Democrats' resistance to reforming entitlements--the chief drivers of U.S. debt and deficit moving forward--have positioned the party to head over the cliff, the Free Beacon reported earlier this week:
The White House has all but admitted it has no viable solution to reform programs such as Medicare and Medicaid, which are primary drivers of the long-term debt problem.

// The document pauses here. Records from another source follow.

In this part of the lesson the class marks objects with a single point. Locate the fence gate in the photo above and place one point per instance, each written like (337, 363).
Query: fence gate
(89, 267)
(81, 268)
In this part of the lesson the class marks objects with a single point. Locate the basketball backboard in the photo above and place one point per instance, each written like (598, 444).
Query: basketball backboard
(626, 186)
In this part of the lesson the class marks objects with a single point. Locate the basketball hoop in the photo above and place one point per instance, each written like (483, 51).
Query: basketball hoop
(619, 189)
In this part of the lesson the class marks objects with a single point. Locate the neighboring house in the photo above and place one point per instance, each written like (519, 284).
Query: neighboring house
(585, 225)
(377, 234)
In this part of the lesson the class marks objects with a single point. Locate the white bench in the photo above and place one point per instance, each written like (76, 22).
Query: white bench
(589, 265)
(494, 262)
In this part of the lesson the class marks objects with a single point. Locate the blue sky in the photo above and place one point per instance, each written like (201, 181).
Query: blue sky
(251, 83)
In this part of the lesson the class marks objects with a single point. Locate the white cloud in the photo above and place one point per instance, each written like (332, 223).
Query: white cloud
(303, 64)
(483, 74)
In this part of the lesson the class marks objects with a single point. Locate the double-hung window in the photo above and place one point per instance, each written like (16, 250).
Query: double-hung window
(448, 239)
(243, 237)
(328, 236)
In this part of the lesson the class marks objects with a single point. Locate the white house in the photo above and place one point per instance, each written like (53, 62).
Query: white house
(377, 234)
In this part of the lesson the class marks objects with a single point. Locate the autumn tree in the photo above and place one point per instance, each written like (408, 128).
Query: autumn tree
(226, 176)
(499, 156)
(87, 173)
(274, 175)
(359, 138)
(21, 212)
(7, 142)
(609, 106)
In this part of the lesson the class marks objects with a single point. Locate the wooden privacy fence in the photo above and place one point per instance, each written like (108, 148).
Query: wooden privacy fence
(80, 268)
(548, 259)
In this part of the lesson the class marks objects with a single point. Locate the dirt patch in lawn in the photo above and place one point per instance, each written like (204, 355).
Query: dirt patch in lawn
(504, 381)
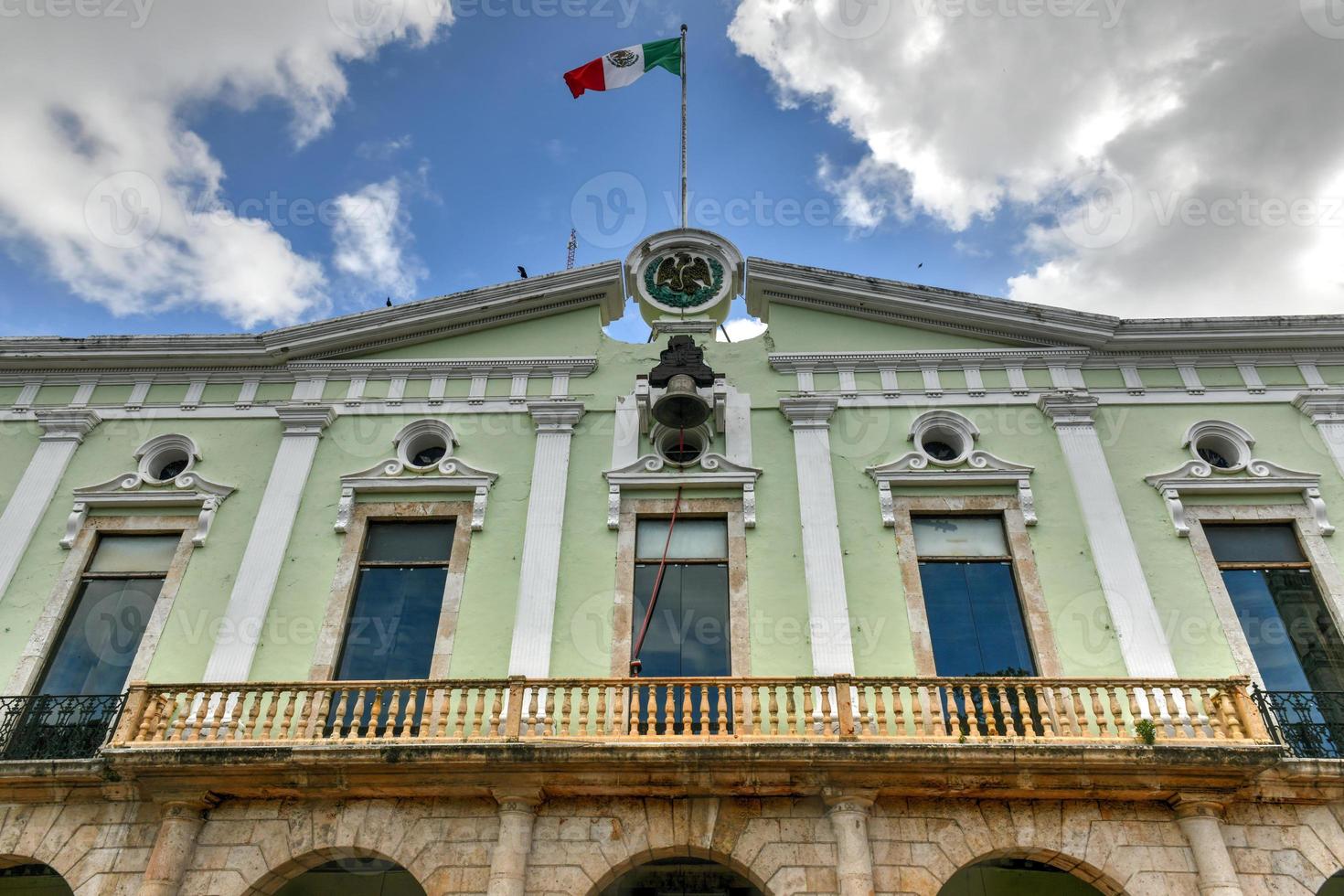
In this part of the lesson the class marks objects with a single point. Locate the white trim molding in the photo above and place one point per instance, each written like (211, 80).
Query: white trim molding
(400, 475)
(534, 624)
(1143, 643)
(249, 602)
(62, 432)
(823, 559)
(1255, 477)
(652, 473)
(140, 489)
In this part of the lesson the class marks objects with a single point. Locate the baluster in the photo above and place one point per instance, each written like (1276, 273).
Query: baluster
(1043, 709)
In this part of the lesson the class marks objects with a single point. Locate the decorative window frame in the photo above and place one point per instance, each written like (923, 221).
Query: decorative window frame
(342, 600)
(740, 604)
(972, 468)
(139, 489)
(1247, 477)
(37, 649)
(652, 473)
(397, 475)
(1031, 597)
(1329, 581)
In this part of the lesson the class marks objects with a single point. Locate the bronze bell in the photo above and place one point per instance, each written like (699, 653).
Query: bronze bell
(680, 407)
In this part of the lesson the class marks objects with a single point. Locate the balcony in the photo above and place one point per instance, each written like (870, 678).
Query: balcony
(57, 727)
(1310, 724)
(691, 710)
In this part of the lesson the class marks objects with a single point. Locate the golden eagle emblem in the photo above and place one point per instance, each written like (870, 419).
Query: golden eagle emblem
(684, 272)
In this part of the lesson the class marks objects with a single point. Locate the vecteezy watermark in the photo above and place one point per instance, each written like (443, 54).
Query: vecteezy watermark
(1106, 12)
(851, 19)
(123, 209)
(137, 11)
(1247, 209)
(611, 209)
(1324, 16)
(623, 11)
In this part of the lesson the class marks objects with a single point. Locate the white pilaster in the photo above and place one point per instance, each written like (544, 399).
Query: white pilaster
(1137, 626)
(265, 552)
(1327, 412)
(62, 432)
(828, 606)
(535, 621)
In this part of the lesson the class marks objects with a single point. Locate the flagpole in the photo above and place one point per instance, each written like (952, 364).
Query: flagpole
(683, 128)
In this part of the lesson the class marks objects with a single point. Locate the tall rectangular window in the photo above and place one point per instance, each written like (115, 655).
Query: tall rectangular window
(398, 598)
(103, 629)
(688, 633)
(971, 597)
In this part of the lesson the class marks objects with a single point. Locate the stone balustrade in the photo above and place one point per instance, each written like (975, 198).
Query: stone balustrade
(671, 710)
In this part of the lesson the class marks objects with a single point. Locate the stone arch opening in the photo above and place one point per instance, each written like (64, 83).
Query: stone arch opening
(695, 870)
(20, 876)
(1035, 873)
(351, 872)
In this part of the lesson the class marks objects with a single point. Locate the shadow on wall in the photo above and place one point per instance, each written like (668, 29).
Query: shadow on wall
(1015, 878)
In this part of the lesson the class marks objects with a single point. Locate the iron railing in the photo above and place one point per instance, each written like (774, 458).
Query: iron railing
(57, 727)
(1310, 724)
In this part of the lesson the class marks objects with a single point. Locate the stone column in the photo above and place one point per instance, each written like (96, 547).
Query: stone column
(823, 567)
(1326, 407)
(1137, 626)
(265, 552)
(1200, 819)
(508, 860)
(62, 432)
(848, 813)
(531, 652)
(179, 827)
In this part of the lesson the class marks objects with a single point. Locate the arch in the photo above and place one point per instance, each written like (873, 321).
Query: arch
(635, 863)
(1085, 872)
(25, 876)
(276, 879)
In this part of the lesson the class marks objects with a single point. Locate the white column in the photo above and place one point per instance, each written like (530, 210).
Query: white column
(1143, 643)
(508, 859)
(828, 606)
(848, 813)
(62, 432)
(265, 552)
(535, 620)
(1327, 412)
(1200, 819)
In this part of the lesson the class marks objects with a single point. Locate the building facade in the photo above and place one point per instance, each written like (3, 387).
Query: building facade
(915, 592)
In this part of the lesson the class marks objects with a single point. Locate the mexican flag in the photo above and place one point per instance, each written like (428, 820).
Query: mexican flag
(625, 66)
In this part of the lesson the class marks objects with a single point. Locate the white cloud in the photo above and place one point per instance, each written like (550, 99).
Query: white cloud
(103, 177)
(741, 329)
(369, 229)
(1160, 148)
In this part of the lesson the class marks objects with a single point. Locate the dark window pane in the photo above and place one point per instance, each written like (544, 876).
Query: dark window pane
(411, 541)
(101, 637)
(134, 552)
(392, 624)
(1254, 543)
(1290, 633)
(975, 620)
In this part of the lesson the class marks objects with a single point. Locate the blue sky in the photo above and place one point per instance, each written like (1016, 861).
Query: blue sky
(497, 149)
(1112, 156)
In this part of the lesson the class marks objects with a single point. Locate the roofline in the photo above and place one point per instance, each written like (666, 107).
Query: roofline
(375, 329)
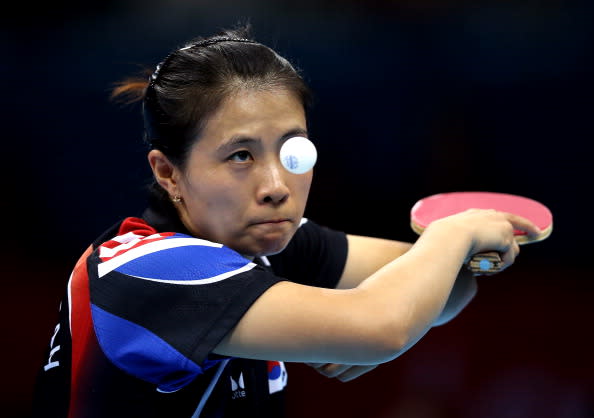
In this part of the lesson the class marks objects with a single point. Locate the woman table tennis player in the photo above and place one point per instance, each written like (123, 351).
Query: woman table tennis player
(191, 309)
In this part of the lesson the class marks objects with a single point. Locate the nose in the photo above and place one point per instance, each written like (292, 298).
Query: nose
(272, 188)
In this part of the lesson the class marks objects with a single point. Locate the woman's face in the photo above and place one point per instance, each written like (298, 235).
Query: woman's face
(234, 189)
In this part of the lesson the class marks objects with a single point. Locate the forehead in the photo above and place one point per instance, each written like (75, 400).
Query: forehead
(255, 112)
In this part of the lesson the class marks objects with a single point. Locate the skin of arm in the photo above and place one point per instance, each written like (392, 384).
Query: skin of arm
(385, 314)
(368, 254)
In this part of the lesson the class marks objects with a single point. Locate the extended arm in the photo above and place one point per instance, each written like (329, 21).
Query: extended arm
(386, 313)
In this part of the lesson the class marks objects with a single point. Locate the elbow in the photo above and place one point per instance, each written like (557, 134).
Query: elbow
(389, 339)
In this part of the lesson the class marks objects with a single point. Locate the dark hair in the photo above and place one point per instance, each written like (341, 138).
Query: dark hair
(192, 81)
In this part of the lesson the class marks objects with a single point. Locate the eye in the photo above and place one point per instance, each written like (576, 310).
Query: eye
(240, 157)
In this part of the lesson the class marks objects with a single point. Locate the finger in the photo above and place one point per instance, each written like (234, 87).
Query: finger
(354, 372)
(523, 224)
(331, 369)
(510, 255)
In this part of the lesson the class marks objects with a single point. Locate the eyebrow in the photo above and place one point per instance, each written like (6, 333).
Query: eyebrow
(246, 140)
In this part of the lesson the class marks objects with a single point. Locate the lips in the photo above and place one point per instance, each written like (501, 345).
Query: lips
(271, 221)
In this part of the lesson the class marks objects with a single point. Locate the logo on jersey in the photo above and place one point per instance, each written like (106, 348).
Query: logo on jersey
(237, 387)
(277, 376)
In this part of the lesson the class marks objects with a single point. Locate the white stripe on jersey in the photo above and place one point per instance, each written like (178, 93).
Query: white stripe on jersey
(149, 248)
(213, 279)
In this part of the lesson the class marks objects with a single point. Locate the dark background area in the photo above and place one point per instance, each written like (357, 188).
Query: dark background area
(412, 98)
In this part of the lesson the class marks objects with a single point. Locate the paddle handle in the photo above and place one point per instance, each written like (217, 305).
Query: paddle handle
(485, 263)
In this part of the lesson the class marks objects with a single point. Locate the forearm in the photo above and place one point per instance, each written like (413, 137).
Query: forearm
(462, 293)
(414, 289)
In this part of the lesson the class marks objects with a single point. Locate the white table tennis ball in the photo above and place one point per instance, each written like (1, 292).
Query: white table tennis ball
(298, 155)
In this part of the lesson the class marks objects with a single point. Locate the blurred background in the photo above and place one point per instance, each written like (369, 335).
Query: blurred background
(412, 98)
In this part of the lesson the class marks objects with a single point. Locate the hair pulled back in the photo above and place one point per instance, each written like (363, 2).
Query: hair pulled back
(190, 84)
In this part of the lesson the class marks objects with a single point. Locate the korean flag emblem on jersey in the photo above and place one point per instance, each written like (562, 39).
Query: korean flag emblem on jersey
(277, 376)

"We’re not coming before you today to say we have a definitive solution to that long-term problem," Treasury Secretary Timothy Geithner told House Budget Committee Chairman Paul Ryan (R., Wis.) in February. "What we do know is, we don’t like yours."
Even if Obama really was eager to reform entitlements, he faces strong opposition from members of his own party and an army of left-wing client groups such as labor unions and the AARP, many of which were represented as the first White House meeting the president hosted following his reelection.
"We urge you to reject changes to Medicaid, Medicare and Social Security that would cut benefits, shift costs to states, alter the structure of these critical programs or force vulnerable populations to bear the burden of deficit-reduction efforts," a group of Democratic Senators wrote in a letter to the president.